The jobs report was released this morning and in a single word, it SUCKED. I was laughing my ass off listening to the clowns on CNBC express their shock and dismay that the “rough patch” may be something more serious. YGTBSM! Rick Santelli is the only one with a clue on that network and he had a rather smug expression on his face.
Gold immediately caught a bid and went from a few dollars down to 13 up. This pop is the gut reaction that further stimulus is a certainty now that “rough patch” is revealed for what it really is, smoke and MOPE. Do not be fooled by the talking head media, this isn’t a rough patch, or a double dip, or browning green shoots, or any other nonsense other than the truth, this is the continuation of a global depression that is going to fundamentally change your concept of money.
Thank you stockcharts.com! Intraday price info is back and therefore we can see the continuous contract gold chart depicted with candlesticks. The gold chart shows price climbing to resistance and the top of the sideways trading channel. Currently gold is trading at 1542, so the upward impulse continues. Resistance is coming in at 1555. A break above this may be saying the summer doldrums are over and the fall rally is commencing. Support is coming in around 1520 where we have both the 18 and 45 day moving averages, along with chart support from swing highs and lows. Very strong support is all the way down near 1475, the bottom of the trend channel. The trend is technically neutral with a lower low and higher high. A swing low above 1478 locks in a short term uptrend.
The weekly chart shows price finding support once again at the 18 week moving average. If the pattern continues, then the low for this move is in and we will be setting a new high shortly. 1555 is the line in the sand, get ready.
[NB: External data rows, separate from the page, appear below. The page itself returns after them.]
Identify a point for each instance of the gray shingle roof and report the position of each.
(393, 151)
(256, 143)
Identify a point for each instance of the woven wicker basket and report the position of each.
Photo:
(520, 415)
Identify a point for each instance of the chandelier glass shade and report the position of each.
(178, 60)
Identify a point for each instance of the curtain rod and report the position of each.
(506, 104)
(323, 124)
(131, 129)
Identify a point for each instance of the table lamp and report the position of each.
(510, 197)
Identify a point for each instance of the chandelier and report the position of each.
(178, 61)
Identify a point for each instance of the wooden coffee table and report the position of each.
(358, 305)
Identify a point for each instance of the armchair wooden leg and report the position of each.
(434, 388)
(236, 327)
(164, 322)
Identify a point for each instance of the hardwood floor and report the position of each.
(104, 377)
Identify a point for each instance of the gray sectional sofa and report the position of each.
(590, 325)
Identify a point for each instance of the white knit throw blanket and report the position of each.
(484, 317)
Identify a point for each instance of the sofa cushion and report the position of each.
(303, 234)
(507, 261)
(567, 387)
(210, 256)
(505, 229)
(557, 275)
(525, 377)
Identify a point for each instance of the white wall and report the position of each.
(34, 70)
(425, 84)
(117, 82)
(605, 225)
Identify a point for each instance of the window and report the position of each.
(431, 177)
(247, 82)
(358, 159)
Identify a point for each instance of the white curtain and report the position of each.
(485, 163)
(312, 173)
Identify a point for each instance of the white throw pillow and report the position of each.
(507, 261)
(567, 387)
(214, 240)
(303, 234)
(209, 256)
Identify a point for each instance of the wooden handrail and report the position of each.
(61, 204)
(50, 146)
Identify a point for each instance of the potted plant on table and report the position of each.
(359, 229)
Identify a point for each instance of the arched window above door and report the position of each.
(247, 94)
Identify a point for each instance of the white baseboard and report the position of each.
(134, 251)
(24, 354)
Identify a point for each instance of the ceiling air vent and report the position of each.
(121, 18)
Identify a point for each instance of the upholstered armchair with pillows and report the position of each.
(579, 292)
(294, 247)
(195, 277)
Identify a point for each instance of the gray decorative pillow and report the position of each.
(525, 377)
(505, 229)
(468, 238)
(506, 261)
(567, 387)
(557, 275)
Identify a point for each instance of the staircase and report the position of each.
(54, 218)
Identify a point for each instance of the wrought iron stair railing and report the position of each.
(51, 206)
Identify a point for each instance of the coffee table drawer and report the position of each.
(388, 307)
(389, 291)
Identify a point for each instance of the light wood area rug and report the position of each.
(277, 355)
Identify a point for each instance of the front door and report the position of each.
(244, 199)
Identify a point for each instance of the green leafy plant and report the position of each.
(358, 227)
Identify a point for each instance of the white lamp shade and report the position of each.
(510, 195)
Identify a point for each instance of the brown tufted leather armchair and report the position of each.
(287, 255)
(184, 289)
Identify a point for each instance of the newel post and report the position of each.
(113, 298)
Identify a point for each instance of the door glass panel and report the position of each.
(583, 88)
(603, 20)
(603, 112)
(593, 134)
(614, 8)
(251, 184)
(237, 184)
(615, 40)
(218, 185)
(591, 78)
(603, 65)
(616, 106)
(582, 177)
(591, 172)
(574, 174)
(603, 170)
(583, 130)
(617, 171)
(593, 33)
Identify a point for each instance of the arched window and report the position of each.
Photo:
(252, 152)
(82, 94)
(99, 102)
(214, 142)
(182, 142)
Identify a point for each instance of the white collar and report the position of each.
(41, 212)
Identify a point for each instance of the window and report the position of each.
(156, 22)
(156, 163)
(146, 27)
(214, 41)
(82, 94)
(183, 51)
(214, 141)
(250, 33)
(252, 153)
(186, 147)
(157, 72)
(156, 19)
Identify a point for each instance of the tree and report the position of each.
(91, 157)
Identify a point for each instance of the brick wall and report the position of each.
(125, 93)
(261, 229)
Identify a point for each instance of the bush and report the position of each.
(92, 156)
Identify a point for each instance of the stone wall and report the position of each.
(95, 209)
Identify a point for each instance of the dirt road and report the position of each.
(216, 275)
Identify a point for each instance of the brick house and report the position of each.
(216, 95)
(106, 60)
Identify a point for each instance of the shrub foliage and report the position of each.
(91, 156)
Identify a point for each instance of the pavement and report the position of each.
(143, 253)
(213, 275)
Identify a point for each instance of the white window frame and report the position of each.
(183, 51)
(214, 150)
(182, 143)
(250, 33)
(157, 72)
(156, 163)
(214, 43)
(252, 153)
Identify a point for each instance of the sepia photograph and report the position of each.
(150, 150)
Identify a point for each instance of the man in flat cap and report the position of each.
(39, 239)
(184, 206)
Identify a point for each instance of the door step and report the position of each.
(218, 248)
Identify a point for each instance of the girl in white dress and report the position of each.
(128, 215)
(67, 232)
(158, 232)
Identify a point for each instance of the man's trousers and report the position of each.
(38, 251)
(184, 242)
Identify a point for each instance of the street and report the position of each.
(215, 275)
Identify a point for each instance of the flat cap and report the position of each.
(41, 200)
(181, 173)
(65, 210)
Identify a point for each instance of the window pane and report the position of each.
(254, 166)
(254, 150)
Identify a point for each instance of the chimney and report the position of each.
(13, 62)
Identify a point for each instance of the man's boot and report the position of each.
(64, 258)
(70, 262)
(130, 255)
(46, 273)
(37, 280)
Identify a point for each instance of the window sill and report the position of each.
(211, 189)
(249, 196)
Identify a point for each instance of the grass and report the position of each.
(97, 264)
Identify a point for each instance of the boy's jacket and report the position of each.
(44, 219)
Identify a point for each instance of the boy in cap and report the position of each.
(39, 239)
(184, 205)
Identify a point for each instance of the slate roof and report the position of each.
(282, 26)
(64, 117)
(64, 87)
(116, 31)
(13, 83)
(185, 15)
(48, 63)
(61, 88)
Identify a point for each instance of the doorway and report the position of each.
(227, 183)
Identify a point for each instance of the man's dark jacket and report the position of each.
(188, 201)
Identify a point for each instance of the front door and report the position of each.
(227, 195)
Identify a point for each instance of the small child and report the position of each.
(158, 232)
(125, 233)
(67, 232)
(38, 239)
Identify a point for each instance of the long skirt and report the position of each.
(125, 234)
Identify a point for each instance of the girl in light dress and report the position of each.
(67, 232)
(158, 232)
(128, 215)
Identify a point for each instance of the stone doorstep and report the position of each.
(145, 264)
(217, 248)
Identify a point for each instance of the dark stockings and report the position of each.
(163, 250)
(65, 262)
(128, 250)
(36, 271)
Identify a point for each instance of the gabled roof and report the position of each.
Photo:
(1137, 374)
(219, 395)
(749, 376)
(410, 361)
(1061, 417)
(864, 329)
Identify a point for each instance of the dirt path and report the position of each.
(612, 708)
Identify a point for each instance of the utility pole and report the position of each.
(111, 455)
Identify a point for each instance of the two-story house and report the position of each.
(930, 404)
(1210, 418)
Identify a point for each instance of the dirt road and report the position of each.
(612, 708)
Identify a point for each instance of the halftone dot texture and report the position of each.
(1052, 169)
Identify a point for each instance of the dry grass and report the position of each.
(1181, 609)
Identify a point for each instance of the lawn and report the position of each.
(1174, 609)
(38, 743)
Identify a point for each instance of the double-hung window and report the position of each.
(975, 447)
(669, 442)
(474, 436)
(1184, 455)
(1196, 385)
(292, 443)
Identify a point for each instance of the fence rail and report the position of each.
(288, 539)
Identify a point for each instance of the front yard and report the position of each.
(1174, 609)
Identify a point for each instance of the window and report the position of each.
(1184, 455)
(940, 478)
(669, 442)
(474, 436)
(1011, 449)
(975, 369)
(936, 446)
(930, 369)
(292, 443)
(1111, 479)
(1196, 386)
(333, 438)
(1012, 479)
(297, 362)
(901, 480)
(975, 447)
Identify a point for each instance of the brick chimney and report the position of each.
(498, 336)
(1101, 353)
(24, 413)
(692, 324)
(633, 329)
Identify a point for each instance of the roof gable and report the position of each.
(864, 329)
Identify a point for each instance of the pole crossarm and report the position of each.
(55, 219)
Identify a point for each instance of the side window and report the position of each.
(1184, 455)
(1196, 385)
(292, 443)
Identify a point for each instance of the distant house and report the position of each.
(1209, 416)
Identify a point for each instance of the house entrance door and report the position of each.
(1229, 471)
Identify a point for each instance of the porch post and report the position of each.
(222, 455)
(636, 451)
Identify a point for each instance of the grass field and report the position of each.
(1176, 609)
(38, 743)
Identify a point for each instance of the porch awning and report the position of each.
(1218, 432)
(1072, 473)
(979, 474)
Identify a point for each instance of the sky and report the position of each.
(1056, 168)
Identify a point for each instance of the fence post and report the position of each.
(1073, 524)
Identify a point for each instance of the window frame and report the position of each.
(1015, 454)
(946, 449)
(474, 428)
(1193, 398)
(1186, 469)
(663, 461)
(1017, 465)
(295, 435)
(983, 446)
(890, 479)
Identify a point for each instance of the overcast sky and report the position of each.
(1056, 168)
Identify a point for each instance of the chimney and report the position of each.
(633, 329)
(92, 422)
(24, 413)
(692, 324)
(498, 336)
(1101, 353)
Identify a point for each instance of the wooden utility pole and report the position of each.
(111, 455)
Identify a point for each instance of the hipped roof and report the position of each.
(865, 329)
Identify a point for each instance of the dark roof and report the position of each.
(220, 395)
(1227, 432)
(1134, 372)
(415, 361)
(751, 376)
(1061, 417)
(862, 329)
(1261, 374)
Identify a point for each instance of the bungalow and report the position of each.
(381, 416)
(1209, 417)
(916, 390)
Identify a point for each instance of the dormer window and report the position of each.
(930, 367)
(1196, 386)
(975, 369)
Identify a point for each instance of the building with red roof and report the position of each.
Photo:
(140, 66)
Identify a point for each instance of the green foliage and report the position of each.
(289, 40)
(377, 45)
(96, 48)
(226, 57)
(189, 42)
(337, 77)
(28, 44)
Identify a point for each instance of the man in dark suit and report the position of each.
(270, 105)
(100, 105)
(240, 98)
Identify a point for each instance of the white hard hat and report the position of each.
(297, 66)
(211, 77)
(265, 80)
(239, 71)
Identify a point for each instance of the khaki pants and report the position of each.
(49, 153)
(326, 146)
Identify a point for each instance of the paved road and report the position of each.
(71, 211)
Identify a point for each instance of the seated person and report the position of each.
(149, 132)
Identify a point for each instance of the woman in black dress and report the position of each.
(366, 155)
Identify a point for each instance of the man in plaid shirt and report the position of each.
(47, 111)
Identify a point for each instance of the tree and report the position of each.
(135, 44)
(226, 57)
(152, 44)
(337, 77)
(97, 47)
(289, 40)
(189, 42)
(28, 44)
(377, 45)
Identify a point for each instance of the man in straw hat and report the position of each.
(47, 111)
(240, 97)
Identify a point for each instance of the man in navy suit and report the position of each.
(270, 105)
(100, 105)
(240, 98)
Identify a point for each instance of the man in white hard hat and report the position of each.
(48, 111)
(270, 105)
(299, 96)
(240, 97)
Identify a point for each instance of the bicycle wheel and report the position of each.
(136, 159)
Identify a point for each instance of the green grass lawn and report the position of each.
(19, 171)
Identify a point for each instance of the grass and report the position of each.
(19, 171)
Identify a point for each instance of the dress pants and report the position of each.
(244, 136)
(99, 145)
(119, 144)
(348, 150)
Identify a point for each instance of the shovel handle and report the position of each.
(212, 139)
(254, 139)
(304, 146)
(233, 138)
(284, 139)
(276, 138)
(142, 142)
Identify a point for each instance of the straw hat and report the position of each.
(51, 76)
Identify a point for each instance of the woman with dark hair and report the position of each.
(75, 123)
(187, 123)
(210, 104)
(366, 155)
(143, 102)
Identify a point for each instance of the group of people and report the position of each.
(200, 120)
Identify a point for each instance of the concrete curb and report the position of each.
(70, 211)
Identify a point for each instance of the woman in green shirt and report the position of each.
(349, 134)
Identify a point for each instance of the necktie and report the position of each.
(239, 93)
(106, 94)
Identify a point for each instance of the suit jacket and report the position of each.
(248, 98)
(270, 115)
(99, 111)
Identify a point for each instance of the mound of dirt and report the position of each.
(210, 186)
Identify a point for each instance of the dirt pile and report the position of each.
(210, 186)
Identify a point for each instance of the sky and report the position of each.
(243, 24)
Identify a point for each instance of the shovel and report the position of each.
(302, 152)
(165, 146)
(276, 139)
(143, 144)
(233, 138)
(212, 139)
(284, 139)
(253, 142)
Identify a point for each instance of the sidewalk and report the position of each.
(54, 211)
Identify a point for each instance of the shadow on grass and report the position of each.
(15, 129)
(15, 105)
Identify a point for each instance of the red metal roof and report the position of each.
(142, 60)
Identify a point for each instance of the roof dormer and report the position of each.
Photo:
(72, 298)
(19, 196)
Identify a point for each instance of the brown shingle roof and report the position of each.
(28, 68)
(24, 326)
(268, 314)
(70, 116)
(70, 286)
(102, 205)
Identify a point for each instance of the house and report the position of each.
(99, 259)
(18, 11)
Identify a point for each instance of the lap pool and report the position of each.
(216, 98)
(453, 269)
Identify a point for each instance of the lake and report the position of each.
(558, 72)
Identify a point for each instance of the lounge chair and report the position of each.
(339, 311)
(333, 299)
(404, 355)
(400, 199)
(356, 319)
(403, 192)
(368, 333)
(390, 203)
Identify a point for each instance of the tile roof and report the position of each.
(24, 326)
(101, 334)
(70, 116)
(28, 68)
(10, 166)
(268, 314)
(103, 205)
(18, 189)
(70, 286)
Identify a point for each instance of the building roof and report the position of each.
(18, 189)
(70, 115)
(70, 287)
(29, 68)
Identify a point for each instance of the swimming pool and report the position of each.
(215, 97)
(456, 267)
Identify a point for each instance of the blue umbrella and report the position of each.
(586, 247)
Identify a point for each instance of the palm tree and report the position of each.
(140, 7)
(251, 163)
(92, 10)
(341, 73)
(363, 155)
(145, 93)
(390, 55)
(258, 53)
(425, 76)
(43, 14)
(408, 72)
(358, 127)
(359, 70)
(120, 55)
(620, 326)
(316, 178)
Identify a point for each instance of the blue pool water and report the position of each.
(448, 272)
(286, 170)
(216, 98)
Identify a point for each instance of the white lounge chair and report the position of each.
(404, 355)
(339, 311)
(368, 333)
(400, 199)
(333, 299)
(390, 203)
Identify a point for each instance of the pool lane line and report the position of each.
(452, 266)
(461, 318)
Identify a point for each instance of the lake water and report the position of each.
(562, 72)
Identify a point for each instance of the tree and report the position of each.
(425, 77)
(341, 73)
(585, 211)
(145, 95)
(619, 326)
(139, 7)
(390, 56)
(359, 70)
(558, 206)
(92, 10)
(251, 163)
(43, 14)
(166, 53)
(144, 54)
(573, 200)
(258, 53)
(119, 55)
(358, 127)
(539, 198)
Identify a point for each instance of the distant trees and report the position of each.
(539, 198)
PHYS, our real and 100% allocated gold fund, is climbing to resistance at 13.75. This is the level equivalent to 1555 in gold. A breach of that level is a signal that we are likely heading much higher. Support is coming in the 13.15 – 13.25 range where we have chart support plus the 20 and 50 day moving averages. Another gap has formed to join the small gap at 13.10. Also, there remains a gap all the way down around 12.75 and that is troublesome to me. Gaps on low or mediocre volume nearly always fill. It is why I missed the last buy opportunity, my buy limit was in the gap and it was never triggered. A new uptrend is now painting the chart with a higher high and a higher low around 13.25 in place. If 13.73 stays intact, then the pattern returns to neutral.